So long, and thanks for all the fish, Steve Soderbergh.
The cinematic maestro’s hiatus is upon us and I am happy to report that he’s departed the movie world in delightful fashion.
Soderbergh has made no secret of his intentions to remove himself from the director’s chair to take up painting but something tells me he’ll be back before long.
‘Side Effects’ is Soderbergh’s last movie theatre release; his final project ‘Behind the Candelabra’ (the story of American pianist, Liberace and his lover, Scott Thorson) will be screened on American television network HBO later this year.
When it comes to versatility, Soderbergh makes a Swiss army knife look like a one trick pony and ‘Side Effects’ is yet another example of his prowess, skill and ability to tell different stories
In recent years Soderbergh has delivered such movie treats as ‘Che - Part One’ (2007), ‘Che - Part Two’ (2008) and ‘Contagion’ (2011).
‘Side Effects’ is a step away from the likes of the Che Guevara biopic and to a greater extent, 2012’s ‘Magic Mike’.
‘Side Effects’ is a psychological thriller starring Jude Law, Rooney Mara, Channing Tatum and Catherine Zeta Jones.

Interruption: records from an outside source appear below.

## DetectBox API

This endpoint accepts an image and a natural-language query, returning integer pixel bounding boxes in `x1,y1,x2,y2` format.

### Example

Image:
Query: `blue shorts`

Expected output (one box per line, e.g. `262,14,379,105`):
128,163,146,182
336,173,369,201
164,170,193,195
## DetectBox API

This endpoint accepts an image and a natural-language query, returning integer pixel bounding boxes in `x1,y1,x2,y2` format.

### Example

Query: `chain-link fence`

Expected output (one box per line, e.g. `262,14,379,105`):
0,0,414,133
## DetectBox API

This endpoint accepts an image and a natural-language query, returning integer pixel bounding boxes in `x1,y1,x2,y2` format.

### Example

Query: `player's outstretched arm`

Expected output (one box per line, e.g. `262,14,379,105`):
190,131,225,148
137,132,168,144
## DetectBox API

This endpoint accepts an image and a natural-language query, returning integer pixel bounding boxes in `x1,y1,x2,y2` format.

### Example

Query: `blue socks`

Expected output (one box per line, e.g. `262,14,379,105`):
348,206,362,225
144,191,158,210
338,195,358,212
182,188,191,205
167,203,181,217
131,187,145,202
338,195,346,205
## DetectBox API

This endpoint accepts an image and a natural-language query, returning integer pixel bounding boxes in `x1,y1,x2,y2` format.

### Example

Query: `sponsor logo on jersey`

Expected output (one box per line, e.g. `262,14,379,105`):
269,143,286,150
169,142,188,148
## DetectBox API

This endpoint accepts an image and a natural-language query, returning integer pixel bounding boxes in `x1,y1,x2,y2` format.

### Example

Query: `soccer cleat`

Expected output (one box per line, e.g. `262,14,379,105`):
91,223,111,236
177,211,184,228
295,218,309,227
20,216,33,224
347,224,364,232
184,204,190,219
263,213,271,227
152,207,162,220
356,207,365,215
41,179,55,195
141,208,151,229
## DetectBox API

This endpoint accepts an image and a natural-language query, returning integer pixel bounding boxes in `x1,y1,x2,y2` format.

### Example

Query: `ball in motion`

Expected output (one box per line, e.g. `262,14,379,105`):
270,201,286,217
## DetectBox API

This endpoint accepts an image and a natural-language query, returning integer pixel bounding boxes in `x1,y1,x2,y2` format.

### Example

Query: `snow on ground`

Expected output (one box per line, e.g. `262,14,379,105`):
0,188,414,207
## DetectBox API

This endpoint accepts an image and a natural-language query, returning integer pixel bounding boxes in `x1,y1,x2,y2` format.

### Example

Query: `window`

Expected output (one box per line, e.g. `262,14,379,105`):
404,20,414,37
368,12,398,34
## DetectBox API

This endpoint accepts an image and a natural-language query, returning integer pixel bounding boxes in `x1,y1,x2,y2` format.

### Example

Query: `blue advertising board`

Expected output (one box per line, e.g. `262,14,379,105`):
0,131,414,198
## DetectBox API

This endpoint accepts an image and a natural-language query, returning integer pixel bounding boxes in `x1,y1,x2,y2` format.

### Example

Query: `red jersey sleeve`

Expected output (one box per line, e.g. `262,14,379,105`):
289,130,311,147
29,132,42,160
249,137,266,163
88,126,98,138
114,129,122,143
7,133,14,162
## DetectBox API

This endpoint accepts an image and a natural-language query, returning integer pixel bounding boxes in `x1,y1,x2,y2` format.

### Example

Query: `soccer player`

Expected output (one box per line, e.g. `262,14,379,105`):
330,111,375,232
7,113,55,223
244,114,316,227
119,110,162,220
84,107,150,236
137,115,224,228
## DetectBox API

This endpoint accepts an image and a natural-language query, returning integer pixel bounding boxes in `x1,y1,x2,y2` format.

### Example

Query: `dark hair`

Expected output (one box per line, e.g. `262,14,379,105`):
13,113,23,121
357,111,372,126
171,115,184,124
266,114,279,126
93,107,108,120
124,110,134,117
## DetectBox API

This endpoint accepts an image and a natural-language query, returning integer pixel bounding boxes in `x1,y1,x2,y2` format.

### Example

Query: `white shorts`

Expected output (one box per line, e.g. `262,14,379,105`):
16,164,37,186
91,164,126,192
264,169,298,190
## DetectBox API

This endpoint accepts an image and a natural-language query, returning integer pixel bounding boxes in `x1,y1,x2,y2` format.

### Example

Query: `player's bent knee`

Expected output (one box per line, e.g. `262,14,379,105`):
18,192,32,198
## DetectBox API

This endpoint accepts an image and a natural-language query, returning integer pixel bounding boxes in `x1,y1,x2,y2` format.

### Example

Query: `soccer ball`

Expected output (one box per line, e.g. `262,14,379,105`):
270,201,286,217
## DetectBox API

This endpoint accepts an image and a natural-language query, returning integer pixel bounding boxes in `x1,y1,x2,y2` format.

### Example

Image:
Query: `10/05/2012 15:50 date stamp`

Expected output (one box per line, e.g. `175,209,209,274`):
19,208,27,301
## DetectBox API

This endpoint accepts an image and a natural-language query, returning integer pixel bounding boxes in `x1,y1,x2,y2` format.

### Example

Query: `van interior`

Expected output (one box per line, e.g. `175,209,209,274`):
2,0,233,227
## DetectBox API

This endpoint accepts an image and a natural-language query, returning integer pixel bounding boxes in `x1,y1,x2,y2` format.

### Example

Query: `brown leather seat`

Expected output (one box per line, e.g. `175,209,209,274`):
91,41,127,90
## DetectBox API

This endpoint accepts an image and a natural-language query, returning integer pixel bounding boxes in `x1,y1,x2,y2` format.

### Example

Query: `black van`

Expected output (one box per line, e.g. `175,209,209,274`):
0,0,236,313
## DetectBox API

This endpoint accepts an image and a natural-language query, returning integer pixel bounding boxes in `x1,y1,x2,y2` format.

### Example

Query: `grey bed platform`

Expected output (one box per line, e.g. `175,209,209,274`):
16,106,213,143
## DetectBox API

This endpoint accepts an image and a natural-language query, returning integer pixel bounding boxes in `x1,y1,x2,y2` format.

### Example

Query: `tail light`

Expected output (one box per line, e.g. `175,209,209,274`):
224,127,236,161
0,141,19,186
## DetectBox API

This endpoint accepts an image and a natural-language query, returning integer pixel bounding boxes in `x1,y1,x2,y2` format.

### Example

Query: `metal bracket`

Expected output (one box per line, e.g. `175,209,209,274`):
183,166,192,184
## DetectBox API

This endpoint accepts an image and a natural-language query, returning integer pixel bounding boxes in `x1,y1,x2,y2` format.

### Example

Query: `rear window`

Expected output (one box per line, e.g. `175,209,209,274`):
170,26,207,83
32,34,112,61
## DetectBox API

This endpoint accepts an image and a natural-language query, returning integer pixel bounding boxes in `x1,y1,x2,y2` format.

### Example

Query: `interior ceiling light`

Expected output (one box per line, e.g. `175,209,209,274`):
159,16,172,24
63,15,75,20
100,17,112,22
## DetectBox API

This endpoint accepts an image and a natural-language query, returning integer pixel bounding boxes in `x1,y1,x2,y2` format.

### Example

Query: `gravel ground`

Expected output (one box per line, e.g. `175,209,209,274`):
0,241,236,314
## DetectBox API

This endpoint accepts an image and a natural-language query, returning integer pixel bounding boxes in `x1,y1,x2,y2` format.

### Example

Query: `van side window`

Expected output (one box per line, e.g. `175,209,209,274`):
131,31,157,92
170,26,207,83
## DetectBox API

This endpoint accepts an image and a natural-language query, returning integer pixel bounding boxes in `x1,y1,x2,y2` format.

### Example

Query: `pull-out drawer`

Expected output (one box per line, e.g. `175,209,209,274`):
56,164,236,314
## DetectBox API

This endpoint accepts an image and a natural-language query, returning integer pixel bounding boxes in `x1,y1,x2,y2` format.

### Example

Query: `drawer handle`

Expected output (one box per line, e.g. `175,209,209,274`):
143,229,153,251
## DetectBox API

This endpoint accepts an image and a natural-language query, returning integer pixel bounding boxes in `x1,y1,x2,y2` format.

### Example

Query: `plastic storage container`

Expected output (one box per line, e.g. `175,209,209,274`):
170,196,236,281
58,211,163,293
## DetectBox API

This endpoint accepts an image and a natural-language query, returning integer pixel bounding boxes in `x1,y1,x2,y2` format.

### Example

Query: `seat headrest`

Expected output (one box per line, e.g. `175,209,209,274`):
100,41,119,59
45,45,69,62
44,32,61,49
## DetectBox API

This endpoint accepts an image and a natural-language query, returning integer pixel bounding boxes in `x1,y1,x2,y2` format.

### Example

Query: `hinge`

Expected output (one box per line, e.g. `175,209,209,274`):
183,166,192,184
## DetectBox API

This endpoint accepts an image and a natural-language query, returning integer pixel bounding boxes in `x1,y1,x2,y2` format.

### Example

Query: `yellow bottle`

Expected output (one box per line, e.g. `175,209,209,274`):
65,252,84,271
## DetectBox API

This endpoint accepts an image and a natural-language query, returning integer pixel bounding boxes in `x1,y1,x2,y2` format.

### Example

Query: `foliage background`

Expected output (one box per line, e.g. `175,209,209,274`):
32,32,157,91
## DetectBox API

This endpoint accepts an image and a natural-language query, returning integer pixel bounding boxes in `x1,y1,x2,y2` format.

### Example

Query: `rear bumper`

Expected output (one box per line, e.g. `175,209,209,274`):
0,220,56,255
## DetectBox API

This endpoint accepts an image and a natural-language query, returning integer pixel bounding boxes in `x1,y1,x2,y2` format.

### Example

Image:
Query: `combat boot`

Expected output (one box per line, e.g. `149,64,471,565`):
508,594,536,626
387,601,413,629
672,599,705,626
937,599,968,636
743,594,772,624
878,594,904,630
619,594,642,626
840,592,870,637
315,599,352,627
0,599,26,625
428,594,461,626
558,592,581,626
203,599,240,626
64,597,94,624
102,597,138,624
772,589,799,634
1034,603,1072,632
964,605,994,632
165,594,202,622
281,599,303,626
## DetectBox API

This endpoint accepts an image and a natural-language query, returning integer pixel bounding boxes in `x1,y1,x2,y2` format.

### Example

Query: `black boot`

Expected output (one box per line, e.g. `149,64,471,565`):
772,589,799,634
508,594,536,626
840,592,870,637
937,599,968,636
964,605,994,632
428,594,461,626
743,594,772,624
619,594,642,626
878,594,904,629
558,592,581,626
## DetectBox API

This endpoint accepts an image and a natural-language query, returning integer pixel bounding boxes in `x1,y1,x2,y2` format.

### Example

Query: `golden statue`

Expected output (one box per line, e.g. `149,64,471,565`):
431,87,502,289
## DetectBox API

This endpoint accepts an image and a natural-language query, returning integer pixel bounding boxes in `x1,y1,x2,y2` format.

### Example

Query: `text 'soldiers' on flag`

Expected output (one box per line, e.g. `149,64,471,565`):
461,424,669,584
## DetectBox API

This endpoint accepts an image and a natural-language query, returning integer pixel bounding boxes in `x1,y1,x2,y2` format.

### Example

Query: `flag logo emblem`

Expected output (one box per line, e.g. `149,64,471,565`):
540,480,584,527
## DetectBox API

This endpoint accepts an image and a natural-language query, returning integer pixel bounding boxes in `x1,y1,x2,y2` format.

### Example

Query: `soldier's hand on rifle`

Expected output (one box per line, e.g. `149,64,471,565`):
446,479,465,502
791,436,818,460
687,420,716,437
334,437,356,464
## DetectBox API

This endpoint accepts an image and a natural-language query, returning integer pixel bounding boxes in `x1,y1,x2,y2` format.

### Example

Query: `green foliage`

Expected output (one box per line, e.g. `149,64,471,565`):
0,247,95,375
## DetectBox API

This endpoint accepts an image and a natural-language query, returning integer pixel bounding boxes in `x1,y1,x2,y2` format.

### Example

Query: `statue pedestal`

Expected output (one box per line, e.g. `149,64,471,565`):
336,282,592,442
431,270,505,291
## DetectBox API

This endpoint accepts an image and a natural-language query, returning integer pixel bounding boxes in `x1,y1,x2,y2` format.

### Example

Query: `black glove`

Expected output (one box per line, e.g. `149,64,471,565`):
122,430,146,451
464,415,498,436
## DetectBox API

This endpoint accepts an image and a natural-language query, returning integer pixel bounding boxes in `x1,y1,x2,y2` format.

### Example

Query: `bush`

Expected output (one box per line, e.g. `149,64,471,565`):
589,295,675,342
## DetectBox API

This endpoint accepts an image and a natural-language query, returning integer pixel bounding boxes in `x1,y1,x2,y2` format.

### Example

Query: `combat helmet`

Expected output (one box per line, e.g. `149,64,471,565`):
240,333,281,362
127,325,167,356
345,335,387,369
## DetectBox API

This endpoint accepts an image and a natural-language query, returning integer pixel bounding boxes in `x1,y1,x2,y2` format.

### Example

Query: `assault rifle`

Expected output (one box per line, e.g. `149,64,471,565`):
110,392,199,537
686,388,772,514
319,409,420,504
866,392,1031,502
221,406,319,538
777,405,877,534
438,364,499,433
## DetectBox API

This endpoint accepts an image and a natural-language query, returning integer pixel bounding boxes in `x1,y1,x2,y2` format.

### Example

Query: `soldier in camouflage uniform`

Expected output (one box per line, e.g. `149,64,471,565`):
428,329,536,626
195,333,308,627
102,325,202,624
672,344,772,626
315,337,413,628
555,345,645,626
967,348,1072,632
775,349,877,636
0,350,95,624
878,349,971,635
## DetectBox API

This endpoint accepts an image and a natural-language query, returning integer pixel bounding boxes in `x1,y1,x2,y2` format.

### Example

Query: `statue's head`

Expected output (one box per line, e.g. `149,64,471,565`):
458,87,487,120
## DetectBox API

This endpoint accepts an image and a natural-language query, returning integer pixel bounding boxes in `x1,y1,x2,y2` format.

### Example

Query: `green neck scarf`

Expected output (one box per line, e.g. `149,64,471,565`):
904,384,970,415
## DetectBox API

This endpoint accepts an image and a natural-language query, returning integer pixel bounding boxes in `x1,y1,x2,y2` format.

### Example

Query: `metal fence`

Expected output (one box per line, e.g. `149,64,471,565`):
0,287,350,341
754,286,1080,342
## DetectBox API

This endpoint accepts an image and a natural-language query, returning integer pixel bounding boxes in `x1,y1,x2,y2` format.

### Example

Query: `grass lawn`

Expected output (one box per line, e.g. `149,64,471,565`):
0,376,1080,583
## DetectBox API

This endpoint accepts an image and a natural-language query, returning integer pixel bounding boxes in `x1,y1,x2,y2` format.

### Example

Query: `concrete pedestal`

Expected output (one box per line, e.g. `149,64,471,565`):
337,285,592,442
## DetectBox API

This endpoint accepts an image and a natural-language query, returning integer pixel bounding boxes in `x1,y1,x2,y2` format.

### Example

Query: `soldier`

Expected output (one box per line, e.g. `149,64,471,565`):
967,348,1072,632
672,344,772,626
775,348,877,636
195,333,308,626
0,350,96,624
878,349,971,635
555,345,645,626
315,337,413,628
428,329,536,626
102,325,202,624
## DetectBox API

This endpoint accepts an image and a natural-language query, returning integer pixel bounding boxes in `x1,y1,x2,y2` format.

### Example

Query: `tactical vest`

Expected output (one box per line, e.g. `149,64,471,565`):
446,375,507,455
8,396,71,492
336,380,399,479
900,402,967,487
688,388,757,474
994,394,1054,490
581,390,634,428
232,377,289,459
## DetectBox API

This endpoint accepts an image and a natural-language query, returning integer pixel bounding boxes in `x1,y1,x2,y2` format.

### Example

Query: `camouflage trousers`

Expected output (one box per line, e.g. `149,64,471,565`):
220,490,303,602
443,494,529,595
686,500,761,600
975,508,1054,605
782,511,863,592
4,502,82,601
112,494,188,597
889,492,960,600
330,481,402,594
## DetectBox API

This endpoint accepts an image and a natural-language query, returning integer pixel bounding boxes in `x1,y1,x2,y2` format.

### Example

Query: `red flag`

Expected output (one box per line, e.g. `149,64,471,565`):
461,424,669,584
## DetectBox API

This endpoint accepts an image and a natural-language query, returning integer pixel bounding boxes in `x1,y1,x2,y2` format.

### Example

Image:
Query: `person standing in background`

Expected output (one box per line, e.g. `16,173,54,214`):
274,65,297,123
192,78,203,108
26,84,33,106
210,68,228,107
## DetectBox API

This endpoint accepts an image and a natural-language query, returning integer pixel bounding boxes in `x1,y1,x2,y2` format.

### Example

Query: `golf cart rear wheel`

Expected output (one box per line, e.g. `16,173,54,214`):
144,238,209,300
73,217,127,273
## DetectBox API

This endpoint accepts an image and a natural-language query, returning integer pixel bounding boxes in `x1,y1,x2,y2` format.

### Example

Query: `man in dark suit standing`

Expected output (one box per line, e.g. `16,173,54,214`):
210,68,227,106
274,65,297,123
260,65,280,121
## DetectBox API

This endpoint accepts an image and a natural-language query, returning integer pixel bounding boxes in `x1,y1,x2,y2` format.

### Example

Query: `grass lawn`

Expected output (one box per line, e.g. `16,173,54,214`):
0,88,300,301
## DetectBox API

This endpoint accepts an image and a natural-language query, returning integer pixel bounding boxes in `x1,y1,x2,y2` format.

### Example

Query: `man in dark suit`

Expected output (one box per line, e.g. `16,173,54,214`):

Rooney (‘The Girl with the Dragon Tattoo’) plays Emily Taylor; a woman struggling with depression who, in a bid to make her life better, gets help from high flying psychiatrist, Dr. Jonathan Banks (Law - ‘The Talented Mr. Ripley’ and ‘Contagion’).
Emily has spent the last four years waiting on her new husband (Tatum - ‘Haywire’ and ‘Magic Mike’) to be released from prison after he was arrested for insider trading.
On her husband’s release from prison, Emily descends into a deep dark depression and as she starts to experience utter desperation Dr. Banks decides to put her on a new anti-depressant called Ablixa but, it comes with disastrous side effects.
Tragedy befalls Emily and someone has to take responsibility for what happened.
In no time at all, the fingers of blame start pointing at Dr. Banks and as his world starts to crumble around him he sets out to clear his name and get his life back.
A man seeking to prove his innocence and clear his name is not new - let’s face it, it’s not exactly the reinventing of the wheel; ‘The Fugitive’ and ‘The Hurricane’ are but a few that come to mind but Soderbergh’s ‘Side Effects’ takes the notions and runs with it.
Relative new comer Rooney, is breathtakingly brilliant as the despairing Emily. She’s entirely helpless and suspiciously threatening throughout.
Law, who disappointed in Soderbergh’s ‘Contagion’ is excellent however, his transformation from successful psychiatrist to a man hell-bent on clearing his name at any cost, feels slightly rushed and a tad implausible.
The film’s number one triumph belongs to Soderbergh.
The opening frame is of a block of flats and immediately, the camera zooms into a particular window. The audience then see a wooden floor soaked in blood and a wooden model boat resting on a chair - it has Soderbergh written all over it.
Soderbergh is a director, or should I say was a director, besotted by good dialogue but his skill for mixing a well scripted movie with superb cinematography and memorable scores is remarkable and will be sorely missed from cinemas all over the world.
‘Side Effects’ is not Soderbergh’s greatest film, many would say that feat was attained with 1989’s ‘Sex, Lies and Videotape’ or 2000’s ‘Traffic’ but that doesn’t mean it’s not a good film.
‘Side Effects’ is an extremely satisfying film for Soderbergh to end his love affair with the movies (for now) and it’s a movie that requires repeat viewing.
Thomas Newman’s (‘WALL-E’ and ‘Skyfall’) score gives ‘Side Effects’ an extra dash of atmospheric substance and is just as important as any of the actors in the film.
It’s goodbye Soderbergh but hopefully it’s not farewell forever.
‘Side Effects’ is currently on show at Brunswick Moviebowl. For full listings see www.brunswickmoviebowl.com
VERDICT - 4/5 It’s a satisfying movie for the tremendously talented Steven Soderbergh to begin his movie sabbatical with. Rooney Mara is outstanding as the depressed and despairing and Emily Taylor and Jude Law is fantastic as the vilified psychiatrist, Dr. Banks but the film’s crowning achievement is Soderbergh. His signature style is etched on almost every scene and his skill for bringing together a great script, top class cinematography and a fabulous score will be sorely missed.